Un père de famille demande la pilule du lendemain pour sa fille âgée de moins de 18 ans. La pharmacienne exige la présence au comptoir de la jeune fille ou d’échanger avec elle au téléphone. À l’issue de la conversation, la pharmacienne décide de ne pas honorer la délivrance du contraceptif d’urgence et réplique : « Il va falloir que votre fille voie un médecin pour lui expliquer comment elle en est arrivée là. »
Si la forme ne peut qu’être reprochée, cette scène relayée sur Twitter soulève une question de fond : le refus de la pharmacienne est-il justifié ou contraire aux dispositions du code de la Santé publique qui visent à faciliter l’accès à la contraception d’urgence ?
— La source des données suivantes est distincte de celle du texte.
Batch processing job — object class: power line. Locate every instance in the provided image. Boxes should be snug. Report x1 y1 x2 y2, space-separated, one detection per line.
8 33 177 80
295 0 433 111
• La dispensation à distance de la pilule du lendemain
« Même si la dispensation n’est pas conditionnée par la présentation d’une ordonnance, la pilule du lendemain n’est pas en vente libre », prévient Valérie Siranyan, maître de conférences en droit pharmaceutique à la faculté de pharmacie de Lyon. Chaque demande doit être évaluée au cas par cas. Le pharmacien doit notamment vérifier que la situation de la jeune fille correspond bien aux critères d’urgence et aux conditions d’utilisation de cette contraception. Si la jeune fille ne peut pas venir à la pharmacie, il faut impérativement un contact avec elle. « L’entretien en face-à-face est à privilégier. Mais s’il est impossible en raison notamment de la détresse de la jeune fille, on peut tolérer un simple contact téléphonique. Le critère d'urgence justifie la dispensation à distance », explique Valérie Siranyan.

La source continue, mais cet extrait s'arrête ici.